La satisfaction des Saints
Quant aux souffrances des saints, elles profitent au salut des fidèles, non par mode de satisfaction en rigueur de justice, mais à titre d'exhortation et d'exemple, selon la déclaration de saint Paul aux Corinthiens : Nous sommes dans la tribulation pour votre exhortation et votre salut (II Cor. I, 6). Car seules les souffrances du Sauveur, à proprement parler et d'une manière absolue, satisfont en stricte justice pour les péchés des hommes. Les souffrances des saints constituent une satisfaction de convenance qui peut effacer la peine temporelle due au péché actuel, mais qui n'a qu'une valeur relative. Ainsi les saints, dont les souffrances jouent un rôle actif dans la satisfaction du péché, doivent être considérés, non précisément comme des corédempteurs, mais bien plutôt comme des coadjuteurs du Christ, cause propre et immédiate de notre parfaite restauration spirituelle. [... ]
La satisfaction des justes
Aux souffrances du Sauveur, qui étaient le lot de l'infirmité qu'il a prise, la divinité conféra une puissance infinie capable de nous restaurer. La chair, dans laquelle le Christ a souffert sa Passion, écrit saint Thomas, est l'instrument de sa divinité, et c'est en raison de sa divinité que les souffrances et les actions du Christ agissent, dans la vertu divine, en vue de chasser les péchés. Aussi l'infirmité de la nature passible et mortelle du Sauveur, en tant qu'elle appartient à un Dieu, possède-t-elle sur la croix une puissance réparatrice qui dépasse infiniment toute puissance humaine.

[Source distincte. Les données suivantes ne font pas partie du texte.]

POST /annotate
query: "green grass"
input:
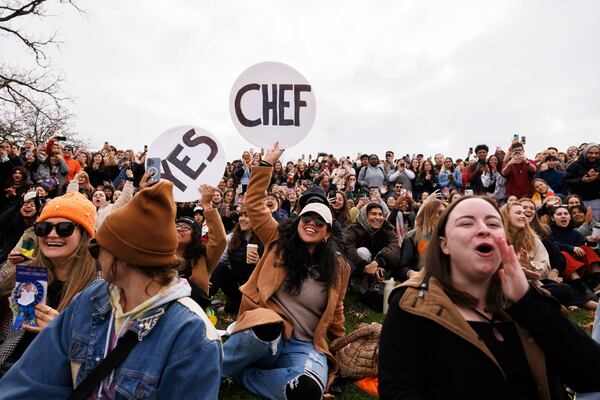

Grâce à l'union hypostatique, la satisfaction qui s'y accomplit est douée d'une vertu spirituelle, qui obtient son efficacité en nous par le contact spirituel de la foi et des sacrements de la foi. [...]
Nôtre Seigneur Jésus-Christ s'est substitué à nous, a satisfait à notre place. Sans les terribles souffrances endurées dans son humanité très sainte et dans sa volonté absolument conforme à la volonté de son Père, si sa satisfaction vicaire était demeurée invisible elle n'aurait pas pu, de ce point de vue, servir d'exemple aux rachetés, qui doivent compléter dans leur chair ce qui manque aux souffrances du Christ.
Non pas que la satisfaction du Christ pour nous ait en elle-même besoin d'un complément. Elle est absolument parfaite. Nous avons maintes fois rappelé sa valeur infinie qu'elle tient de la Personne du Verbe et sa valeur objective qui lui vient du genre d'action, du nombre et de l'intensité des souffrances de Jésus. Cause universelle, elle a cependant besoin d'être appliquée à chaque âme en particulier, afin d'enlever les péchés propres. Outre qu'elles réalisent une certaine configuration au Christ souffrant pour nous sur la Croix, les souffrances des âmes saintes achèvent ce qui manque aux souffrances du Christ en ce sens qu'elles contribuent par mode de convenance à l'application aussi parfaite que possible de la satisfaction infiniment méritoire du Sauveur, application qui doit se faire par la foi et les sacrements. Arthur-Guzman Albert, o.p.